When it happened again, a rope slipped and tightened around his neck and people considered it to be part of the act. When they realized what had happened, it was already too late.
8. El Niño Farini and Mademoiselle Lulu
Samuel Wasgate was an orphan adopted by an acrobat and tightrope walker William Leonard Hunt, also known as Guillermo Antonio Farini.
Sam became famous at the age of 10 for a death-defying stunt called Le Tambour Aerial by El Niño Farini, where he played the drum while balancing on a trapeze bar on the back of his neck. Sam also balanced on Farini’s shoulders when he crossed a tightrope 180 ft above the crowd.
In 1870, he began impersonating a female acrobat and aerialist known as “Mlle. Lulu.” However, 8 years later, “Lulu” got injured onstage and his real gender was revealed to his admirers.
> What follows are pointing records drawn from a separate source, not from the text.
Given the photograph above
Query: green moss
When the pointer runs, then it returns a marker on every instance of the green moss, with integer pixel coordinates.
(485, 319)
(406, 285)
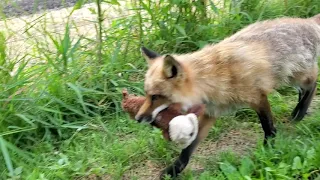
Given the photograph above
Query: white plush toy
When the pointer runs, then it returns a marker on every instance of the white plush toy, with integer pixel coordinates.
(183, 129)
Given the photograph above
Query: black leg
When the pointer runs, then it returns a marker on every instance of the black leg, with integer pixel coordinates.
(179, 165)
(302, 107)
(265, 116)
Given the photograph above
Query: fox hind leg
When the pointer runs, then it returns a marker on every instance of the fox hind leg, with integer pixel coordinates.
(308, 86)
(305, 98)
(264, 113)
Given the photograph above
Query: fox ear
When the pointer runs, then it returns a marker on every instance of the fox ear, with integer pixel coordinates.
(171, 67)
(149, 55)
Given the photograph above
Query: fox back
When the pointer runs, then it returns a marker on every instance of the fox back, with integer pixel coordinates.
(236, 71)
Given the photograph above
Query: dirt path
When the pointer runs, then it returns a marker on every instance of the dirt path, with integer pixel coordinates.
(15, 8)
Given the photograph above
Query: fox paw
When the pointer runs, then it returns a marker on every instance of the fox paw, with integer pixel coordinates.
(183, 129)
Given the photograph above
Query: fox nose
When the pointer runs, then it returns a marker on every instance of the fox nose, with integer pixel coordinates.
(144, 118)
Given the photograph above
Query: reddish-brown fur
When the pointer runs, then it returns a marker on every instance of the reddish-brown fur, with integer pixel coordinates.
(131, 104)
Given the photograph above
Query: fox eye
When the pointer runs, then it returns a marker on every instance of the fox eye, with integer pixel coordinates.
(156, 97)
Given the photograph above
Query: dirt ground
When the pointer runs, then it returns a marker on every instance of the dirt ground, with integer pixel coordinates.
(27, 7)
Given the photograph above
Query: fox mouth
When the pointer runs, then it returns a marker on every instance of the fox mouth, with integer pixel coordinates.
(145, 119)
(152, 117)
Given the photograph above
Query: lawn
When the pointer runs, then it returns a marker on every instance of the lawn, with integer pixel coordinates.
(60, 95)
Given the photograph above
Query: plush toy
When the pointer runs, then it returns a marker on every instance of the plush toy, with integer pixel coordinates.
(176, 125)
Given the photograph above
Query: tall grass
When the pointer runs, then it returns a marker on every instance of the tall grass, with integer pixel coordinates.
(69, 83)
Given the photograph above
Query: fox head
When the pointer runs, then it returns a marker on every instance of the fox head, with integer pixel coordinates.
(166, 82)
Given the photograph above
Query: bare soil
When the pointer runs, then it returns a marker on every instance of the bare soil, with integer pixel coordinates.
(14, 8)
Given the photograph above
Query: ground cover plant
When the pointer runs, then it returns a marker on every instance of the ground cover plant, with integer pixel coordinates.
(60, 114)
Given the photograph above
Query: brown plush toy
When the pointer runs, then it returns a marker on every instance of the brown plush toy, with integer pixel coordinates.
(132, 103)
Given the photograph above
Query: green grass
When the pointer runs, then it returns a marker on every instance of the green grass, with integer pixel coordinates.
(61, 118)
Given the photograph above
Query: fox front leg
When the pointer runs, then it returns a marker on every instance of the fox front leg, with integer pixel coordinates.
(205, 124)
(179, 165)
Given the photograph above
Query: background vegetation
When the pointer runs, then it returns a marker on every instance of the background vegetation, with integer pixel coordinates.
(60, 115)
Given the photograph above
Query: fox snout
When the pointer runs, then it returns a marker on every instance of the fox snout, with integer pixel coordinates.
(144, 118)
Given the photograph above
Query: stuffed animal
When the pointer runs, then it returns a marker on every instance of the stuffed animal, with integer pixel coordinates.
(176, 125)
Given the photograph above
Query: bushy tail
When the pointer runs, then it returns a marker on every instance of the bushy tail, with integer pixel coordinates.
(316, 18)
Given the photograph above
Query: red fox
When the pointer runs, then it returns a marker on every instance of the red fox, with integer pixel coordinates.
(239, 71)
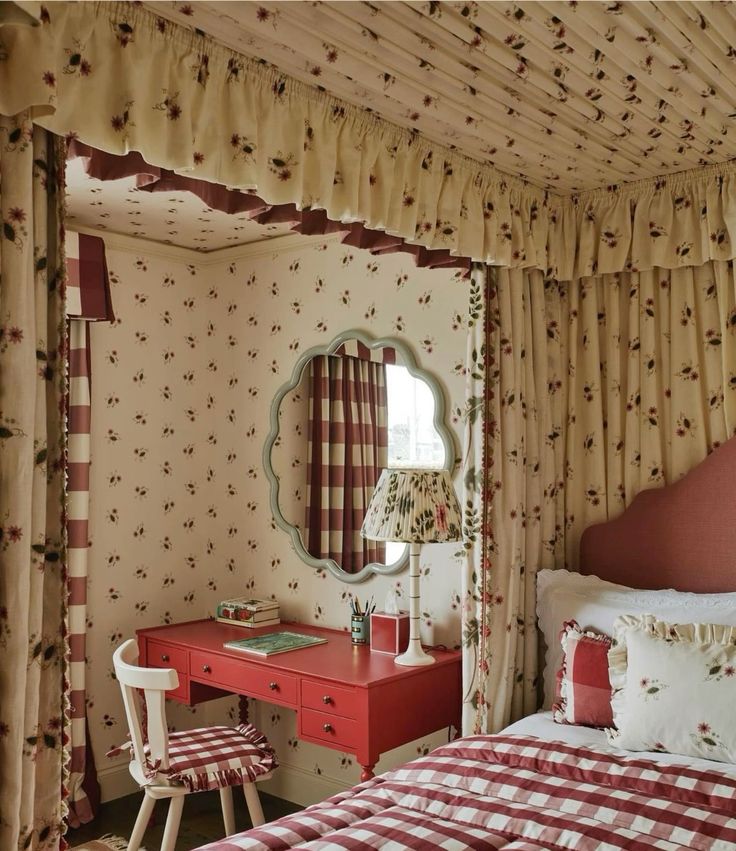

After this, Samuel continued performing, but as a man.
9. General Tom Thumb
Charles Sherwood Stratton was the real name of well-known General Tom Thumb, who performed under circus pioneer P.T. Barnum. He began touring as General Tom Thumb at the age of 5, gaining popularity that later allowed him a pampered lifestyle and a business partnership with Barnum. Stratton appeared twice before Queen Victoria. He also met the 3-year-old Prince of Wales, who would become King Edward VII.
10. Sword swallowers
While sword swallowing, the performer puts a sword down the esophagus to the stomach. This skill requires no actual swallowing but the deliberate relaxation of the upper gastrointestinal tract. It needs a lot of physical and psychological preparation. For some performers, learning to swallow a sword can take years.
11. “The LionDrome” — The Wall of Death
This is Ethel Purtle & her lion King in 1949.
“Fearless Egbert” was a British showman and one of the first to ride the Wall of Death, a specially made track for doing gravity-defying stunts, in the 1920s and 1930s.
There were a hundred walls of death traveling the US; however, the most breathtaking one was the “Liondrome” in which a rider was accompanied by a tamed lion.
Having a lion right behind you in the passenger seat was quite risky since the animal could become too stressed while riding and bite off your head. This is why the drivers placed them in side-cars and were careful not to smell of alcohol while driving as lions absolutely hated it!
12. Adah Isaacs Menken
Adah Isaacs Menken was an American actress, painter, and poet. She was best known for the title role in Mazeppa. The plot itself is a fairly standard romance but Menken’s heroine horseback maneuver emptied out box offices around the globe. Mark Twain, Charles Dickens, and Bret Harte were among her fans.
13. The bearded lady
Annie Jones was the world-famous bearded lady of the Ringling Bros. and Barnum & Bailey Circus. By the age of 5, she happened to have a mustache and sideburns that made her known as the “Bearded Girl.” Hirsutism is when there is excessive body hair on body parts where hair is normally absent or minimal and that’s what made Annie unique and famous. She was also known for her musical skills.